There are products that satisfy this requirement. Back in the day of XML Web Services, there was a standard that emerged called “XACML” : extensible Access Control Markup Language. It provided a standard way to describe tuples of {subject, resource, action} with allow or deny semantics for those tuples. The subject identified the person or party requesting access, and the resource was… what you think of as a REST resource (perhaps identified by a path in the REST model), and finally the action would map to the http verb.
The idea behind the standard was that you’d be able to author rules in this XACML format and then move them into various products that would ingest XACML.
Then, at runtime, systems could send queries into the authorization server, containing that tuple, and get an “allow” or “deny” back from the server.
Though XACML provided the standard for authoring rules, there was no standard runtime query interface defined for these “authorization servers”. In other words, the way to send in a query to the IBM XACML server (I think it was called Tivoli Security Policy Manager) was entirely different from the way you’d send a query into the Oracle/Weblogic XACML server, which was called WebLogic Entitlements Server, I think. These names may have been changed by now. .
And then finally there was the Microsoft option, which was called AzMan and was part of Windows. (Deprecated since WS2012). It was not XACML compliant, but basically did the same thing as the above.
And anyway, the whole idea behind XACML was not very complicated, and moving from one way to describe those simple rules to another, was not very difficult.
Today there are more modern options like Axiomatics and others. Search on community.apigee.com for these terms and you may find some hints.
And you could even encode the authorization rules into a BaaS collection, and just query BaaS. If your requirements for authoring, auditing, reporting, and editing those authorization rules is pretty simple, something “quick and dirty” like BaaS might be acceptable.

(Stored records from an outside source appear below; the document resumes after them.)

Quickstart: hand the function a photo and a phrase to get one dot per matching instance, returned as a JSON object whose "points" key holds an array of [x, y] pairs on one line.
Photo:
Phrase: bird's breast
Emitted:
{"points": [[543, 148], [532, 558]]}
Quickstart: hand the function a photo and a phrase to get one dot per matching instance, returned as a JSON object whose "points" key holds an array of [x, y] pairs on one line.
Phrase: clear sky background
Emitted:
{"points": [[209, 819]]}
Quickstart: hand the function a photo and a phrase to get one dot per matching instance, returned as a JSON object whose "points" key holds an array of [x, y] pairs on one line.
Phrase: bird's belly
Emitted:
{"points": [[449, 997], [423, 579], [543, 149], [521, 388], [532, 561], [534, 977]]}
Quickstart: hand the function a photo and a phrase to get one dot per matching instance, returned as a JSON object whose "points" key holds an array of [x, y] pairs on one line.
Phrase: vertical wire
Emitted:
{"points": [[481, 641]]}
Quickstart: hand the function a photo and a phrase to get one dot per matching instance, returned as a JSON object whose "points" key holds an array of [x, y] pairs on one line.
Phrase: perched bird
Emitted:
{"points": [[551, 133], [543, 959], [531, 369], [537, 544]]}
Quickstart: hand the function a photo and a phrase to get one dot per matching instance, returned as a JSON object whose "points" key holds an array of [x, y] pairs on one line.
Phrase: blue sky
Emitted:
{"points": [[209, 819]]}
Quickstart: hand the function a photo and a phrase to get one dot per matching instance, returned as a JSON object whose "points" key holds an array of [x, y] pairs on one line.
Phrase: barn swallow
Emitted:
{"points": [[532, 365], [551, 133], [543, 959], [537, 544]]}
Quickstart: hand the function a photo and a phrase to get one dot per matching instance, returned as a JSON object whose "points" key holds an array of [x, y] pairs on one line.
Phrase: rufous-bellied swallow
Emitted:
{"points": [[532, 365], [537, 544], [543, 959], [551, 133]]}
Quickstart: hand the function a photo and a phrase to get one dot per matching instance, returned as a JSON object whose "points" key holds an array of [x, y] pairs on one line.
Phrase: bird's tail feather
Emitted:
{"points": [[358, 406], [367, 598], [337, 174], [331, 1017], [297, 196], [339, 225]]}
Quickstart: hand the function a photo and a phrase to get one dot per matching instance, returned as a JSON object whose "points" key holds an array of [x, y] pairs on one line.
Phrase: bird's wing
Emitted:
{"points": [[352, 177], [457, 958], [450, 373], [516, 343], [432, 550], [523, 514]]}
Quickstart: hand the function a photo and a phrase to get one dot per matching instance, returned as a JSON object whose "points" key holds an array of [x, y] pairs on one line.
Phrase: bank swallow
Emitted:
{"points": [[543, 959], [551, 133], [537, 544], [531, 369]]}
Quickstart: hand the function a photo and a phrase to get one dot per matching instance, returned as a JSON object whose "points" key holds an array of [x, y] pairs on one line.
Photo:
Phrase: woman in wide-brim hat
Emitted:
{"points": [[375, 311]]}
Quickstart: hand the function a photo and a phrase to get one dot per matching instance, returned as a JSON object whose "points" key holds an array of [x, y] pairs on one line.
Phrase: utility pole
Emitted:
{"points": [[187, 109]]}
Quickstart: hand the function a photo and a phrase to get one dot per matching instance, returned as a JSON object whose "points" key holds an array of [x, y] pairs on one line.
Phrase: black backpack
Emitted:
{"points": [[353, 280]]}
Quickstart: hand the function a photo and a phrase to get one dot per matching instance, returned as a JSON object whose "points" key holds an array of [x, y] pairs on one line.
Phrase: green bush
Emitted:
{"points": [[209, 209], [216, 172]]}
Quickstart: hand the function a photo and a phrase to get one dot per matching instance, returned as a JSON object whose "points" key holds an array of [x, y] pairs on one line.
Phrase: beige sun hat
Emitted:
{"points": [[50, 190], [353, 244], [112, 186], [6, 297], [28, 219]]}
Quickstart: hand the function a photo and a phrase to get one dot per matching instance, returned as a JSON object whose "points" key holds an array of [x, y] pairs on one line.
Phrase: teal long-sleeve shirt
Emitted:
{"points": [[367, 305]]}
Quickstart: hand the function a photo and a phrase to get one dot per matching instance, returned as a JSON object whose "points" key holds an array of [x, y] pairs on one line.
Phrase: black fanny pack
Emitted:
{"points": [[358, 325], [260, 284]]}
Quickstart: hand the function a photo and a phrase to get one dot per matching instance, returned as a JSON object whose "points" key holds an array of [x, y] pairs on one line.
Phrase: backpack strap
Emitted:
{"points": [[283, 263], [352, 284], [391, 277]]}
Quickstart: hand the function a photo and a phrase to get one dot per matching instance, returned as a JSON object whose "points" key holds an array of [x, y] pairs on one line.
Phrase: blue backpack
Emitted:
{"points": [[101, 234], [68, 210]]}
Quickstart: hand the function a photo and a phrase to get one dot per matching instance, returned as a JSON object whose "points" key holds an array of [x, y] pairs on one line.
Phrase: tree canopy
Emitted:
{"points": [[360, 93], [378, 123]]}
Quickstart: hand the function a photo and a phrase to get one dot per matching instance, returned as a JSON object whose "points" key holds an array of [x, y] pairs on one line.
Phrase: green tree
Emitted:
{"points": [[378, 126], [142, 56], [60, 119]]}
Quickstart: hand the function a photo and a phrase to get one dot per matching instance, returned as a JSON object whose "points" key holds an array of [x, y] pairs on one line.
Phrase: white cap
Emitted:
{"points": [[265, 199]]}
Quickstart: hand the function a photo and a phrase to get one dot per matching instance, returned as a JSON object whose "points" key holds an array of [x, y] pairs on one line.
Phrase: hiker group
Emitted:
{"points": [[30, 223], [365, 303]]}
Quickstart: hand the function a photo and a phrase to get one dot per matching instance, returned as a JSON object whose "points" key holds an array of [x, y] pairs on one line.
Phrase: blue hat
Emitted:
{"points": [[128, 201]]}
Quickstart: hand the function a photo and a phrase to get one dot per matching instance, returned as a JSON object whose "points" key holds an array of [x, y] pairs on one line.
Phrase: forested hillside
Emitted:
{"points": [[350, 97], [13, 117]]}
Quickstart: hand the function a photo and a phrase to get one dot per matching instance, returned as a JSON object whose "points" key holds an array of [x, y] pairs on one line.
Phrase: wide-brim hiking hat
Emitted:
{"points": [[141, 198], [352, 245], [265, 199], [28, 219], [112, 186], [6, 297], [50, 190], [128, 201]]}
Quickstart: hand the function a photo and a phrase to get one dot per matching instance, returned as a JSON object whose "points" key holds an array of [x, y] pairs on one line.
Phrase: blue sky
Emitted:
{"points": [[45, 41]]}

If you have requirements to show an audit trail for every change of the authorization rule set, or you need more complex ingest options, or you want to be able to stage changes, then you might want to look into a mature third party authorization control product like Axiomatics.
The key thing you need is to model the {subject, resource, action} tuple.
For example, these might be some rules:
| Subject |
Resource |
Action |
Result |
| Bob |
/xyz |
GET |
allow |
| Bob |
/xyz |
POST |
deny |
| Bob |
/abc |
GET |
allow |
| Bob |
/abc |
POST |
allow |
| Alice |
/xyz |
POST |
allow |
| Alice |
/abc |
POST |
allow |
If you are using OAuthV2 and you have tokens with scopes attached, you might want to replace the “subject” in that tuple with something like “scopeset”, which the authorization server would treat the same way as “subject”.
Some cases extend that tuple to include “environment” or “context” which might include stuff like the time of day, the number of calls made over the past hour, and so on . So a rule could deny Bob GET access to /xyz if it is past 20:00.
And then each proxy would call a ServiceCallout to the authorization server, passing the appropriate tuple, and then reject or allow the call based on the response.
Wrap that call with some caching, and you’re set for a high-throughput system.